Well, where better to be than the “capital of the spirits world,” as he calls it, for the guy who wants to change the way people drink cocktails? But it’s not just that we’re the center of the bourbon universe. Sherman’s invention, a stainless steel, glowing machine called Beyond Zero
does the (so we thought!) impossible: it freezes alcohol into ice. And to pull off the manufacturing behind that kind of modern-day alchemy, entrepreneurs need some serious resources.
“I thought I’d have to go to California or New York to build and then go through China,” Sherman says. Then he learned about GE Appliances
. And UPS Worldport. And that the number one industry in Kentucky is aerospace
. “It’s second only to Houston,” Sherman marvels.
And then he met Barry Yates, director of innovation at Winston Industries
; that’s the company that developed the Collectramatic Fryer, the revolutionary pressure fryer used by Colonel Harland Sanders for KFC.
“It’s mind blowing what’s going on here,” Sherman says. “All these things really provide opportunity for someone like me who’s an inventor. It’s unbelievable. Between bourbon and the manufacturing component we found the perfect spot to do this. We feel really lucky.”
Ordering “In The Rocks”
The alpha Beyond Zero machine, manufactured at Winston, rolled out Derby weekend at Charr’d Bourbon Kitchen and Lounge at the Louisville Marriott East in Jeffersontown. From its perch at the end of the bar, it glows enticingly, drawing curious onlookers who follow the same cycle: intrigue, bafflement, awe. And then they order a drink “in the rocks” and as room temperature spirit hits the -20° cubes and smoke rises, their eyes light up.
“It’s that surprise factor,” business partner Tim Couch says. We all thought you couldn’t freeze alcohol, so “when you break that barrier, you rock someone’s world.” And from there, the wheels start turning. “They become a mixologist. They feel they created something.”
Entering a New Frontier
While there are plans for a home version of the machine, in the meantime the guys are looking for top professional mixologists
at Louisville bars for beta testing. They believe they’re creating a new category of drinks, and want to see what the creative minds here in bourbon country can dream up. If nothing else, the possibilities for cocktail names are endless; one early fan of the machine is Fred Noe, master distiller for Jim Beam
. What do you pour for this guy? Devil’s Cut, in the rocks – and call it When Hell Freezes over.
The team is headed to the National Restaurant Association show in Chicago later this month, where, in 1937, the blender was introduced. And this new creation is just the latest in a long line of inventions that have changed the way we drink, Sherman says. Thinks kegs, think refrigerators, and imagine your local happy hour without them.

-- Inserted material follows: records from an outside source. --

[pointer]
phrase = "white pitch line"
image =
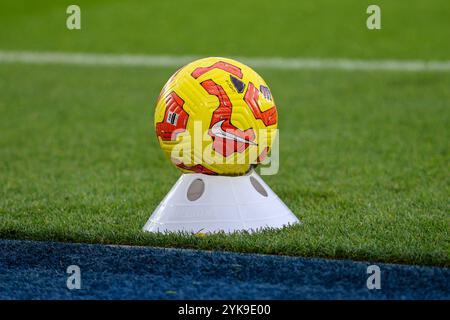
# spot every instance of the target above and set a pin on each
(128, 60)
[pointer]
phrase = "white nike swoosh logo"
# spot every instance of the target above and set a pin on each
(217, 131)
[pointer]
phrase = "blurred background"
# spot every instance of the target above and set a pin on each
(364, 153)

The ability to freeze alcohol is a new frontier. (The machine can freeze bourbon into four cubes in about three to five minutes). And it’s beyond just saying goodbye to watered down drinks. “Basically you get a drink that’s about between 20 and 30 degrees below zero,” Sherman says. “This much colder drink ... removes the mouthful of burn and we get a smoother beverage.”

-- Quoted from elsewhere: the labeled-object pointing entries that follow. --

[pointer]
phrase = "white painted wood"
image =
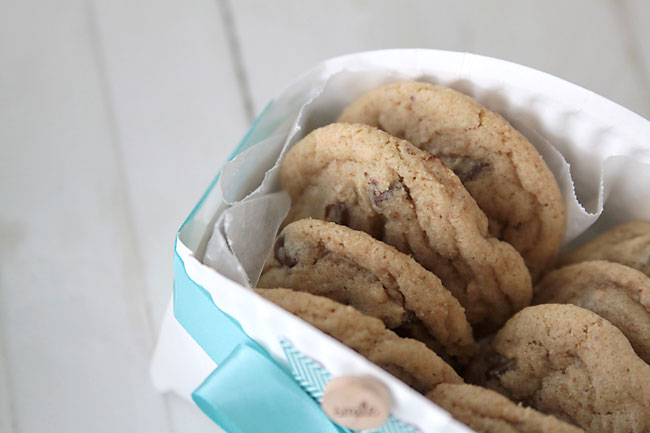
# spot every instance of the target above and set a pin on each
(115, 116)
(178, 114)
(177, 108)
(581, 41)
(76, 345)
(636, 16)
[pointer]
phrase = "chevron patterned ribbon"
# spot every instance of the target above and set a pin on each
(313, 378)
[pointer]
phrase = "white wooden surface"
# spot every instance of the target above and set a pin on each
(114, 117)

In the name of science, of course, I tried it, with a pour of Four Roses Single Barrel. Smoother, yes – at its coldest it lost some of its character for me. To be fair, I rarely take bourbon on the rocks so I’m more accustomed to my drink at Kentucky room temperature. Then I found a sweet spot at about 45 degrees (noted through Sherman’s enthusiastic wielding of the digital thermometer.) At that point the spice returned, the bold flavors reemerged, but it was still pleasingly cold. It was fascinating to note the changes in flavors as the drink gradually warmed. The real fun, however, came with the Old Fashioned served in the rocks. Sipping and talking as I held the drink in my warm hand, the drink stayed marvelously cold – and consistent. Like the curious imbibers at the bar, my own eyes lit up at the thought of never wasting a half-finished, watered down cocktail again.
Lucky in Kentucky
As happy as I was contemplating life beyond watered down drinks, the Beyond Zero guys looked happier still. Sherman couldn’t have stopped smiling if he’d tried. And frozen liquor at bars is just the beginning. From culinary implications – think mignonette cubes on oysters – to addressing the massive waste from traditional commercial ice makers, there’s a world of possibility awaiting them. And it starts here.
“If you’d told me six months ago I’d be living in Kentucky I wouldn’t believe it,” Couch says as the other guys nod. “But you couldn’t do this anywhere else.”